Director Spike Jonez and NYU student Bianca Valle at the Youtube Music Awards. Photo B. Valle

Director Spike Jonez and NYU student Bianca Valle at the Youtube Music Awards. Photo B. Valle

Frankly, the ‘messy show’ director Spike Jonze promised to deliver to mark the first ever Youtube Music Video Awards live stream  was 90 minutes too long.

I wonder what company owner Google thinks about the cost of financing this debacle?

Considering I  was one of only 250,000 plus viewers  (it peaked at just over 300,000 for a short time according to the on screen counter) who managed to hang on through the multiple streaming freezes and technical difficulties the inaugural video channel’s awards show suffered is pitiful — a number of cat videos garner this many views in a single day.

But don’t take my word for it. The YTMA show didn’t just look slapped together on your computer monitor.


The Youtube generation literally sitting on the floor at Pier 39 in New York  City where the awards were held will tell you the same thing.

“That was crazy” remarked Bianca Valle, a Film and TV student at NYU’s Tisch School of the Arts, about the unscripted show after she spent the better part of Sunday rehearsing under director Spike Jonze’s  guidance.

Hundreds of fans who attended the show were part of live videos filmed during the inaugural Youtube Awards show.  Valle was there with a crew of New York University students who participated as audience members during the live cybercast.

Arcade Fire, M.I.A. and Tyler The Creator were among the performers who had rehearsals during the time Youtube live streamed pre-award show celebrations taking place in Brazil and London hours before the New York show started.

Regardless of these big-name musicians, the unstructured nature of the YTMA looked like an attempt to resemble the  spontaneous nature of the videos that populate the film site, which is a primary source of entertainment for the Millennial generation.

It was evident the production of this show was not entirely thought out and steered clear of the traditional award show sequences, even though there’s no denying there was plenty of creative talent to tap into to put this show together.

Jonez is married to Sofia Coppola, and Jason Schwartzman (who admitted he’d never hosted anything in his life before this awards show) is Coppola’s cousin.

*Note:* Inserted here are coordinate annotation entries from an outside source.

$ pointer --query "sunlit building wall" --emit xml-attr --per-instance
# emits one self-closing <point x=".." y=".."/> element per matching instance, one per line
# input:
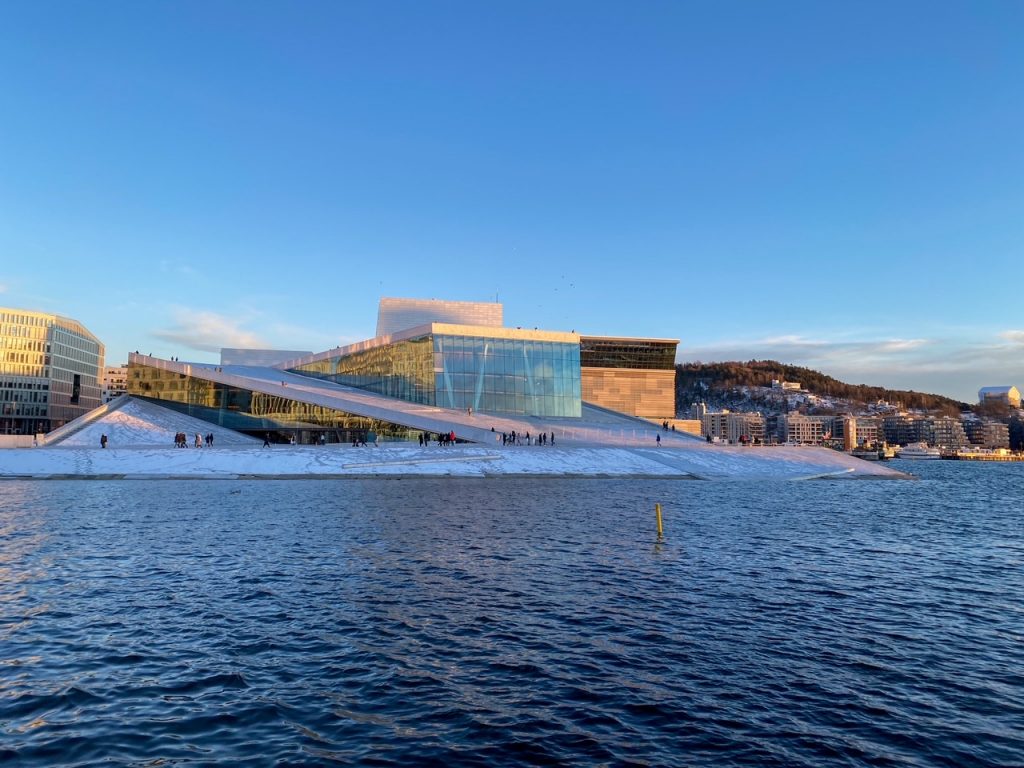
<point x="50" y="371"/>
<point x="394" y="315"/>
<point x="630" y="375"/>
<point x="115" y="382"/>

Perhaps a pow-wow with the enormous talent and the brains behind the show had at their disposal to create something memorable, didn’t take place?

We’ll never know.

It rather seems that the directives of this Youtube show left the conceptualizing to their kids; finger paint, chalk, and babies were ill-used and unfortunately reminded us more of a Nickelodeon show than one targeting a more grown-up audience.

On the other hand, the star power Youtbue assembled for this awards show was impressive.

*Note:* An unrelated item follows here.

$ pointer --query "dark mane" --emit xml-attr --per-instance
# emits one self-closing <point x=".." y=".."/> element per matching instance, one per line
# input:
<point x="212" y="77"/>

Lady Gaga performed an overly melancholic number (she cried while she sang and played the piano) and was practically unrecognizable.

“She was on stage playing the piano and singing with a flannel and no pants on,” said Valle in an interview for NYU Local the university’s digital publication.

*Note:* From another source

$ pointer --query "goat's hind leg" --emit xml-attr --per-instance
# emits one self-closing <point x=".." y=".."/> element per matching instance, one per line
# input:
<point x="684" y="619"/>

Never the less, the award winners were the true representations of the spirit of Youtube: low production, low budget, and high popularity since the votes were cast by fans. See the complete list of winners here.

Having a bunch of young adults in the audience for the inaugural Youtube awards show made sense, especially making them part of the history this show intended to create right before their eyes.

After all,  the majority of those present were born and bred fans of the video channel, and likely don’t let a day go by without a daily dose of Youtube slap stick or raw talent (must I mention Justin Beiber?).

Having Spike Jonez helm this show was clever  as well. His successful film, “Where The Wild Things Are,” struck a chord with the hipster demo targeted by Youtube.

And the fact that Spike Jonze organized the chaos that was the YTMA speaks volumes about the potential of future Youtube awards shows.

However, with this 2013 cyber-experiment out of the way, the focus should be on next year’s event because there’s so much room for improvement  for Youtube to showcase and reward the talent this site effortlessly captures.

Moving on. Let’s simply rewind this video and make believe this didn’t really happen.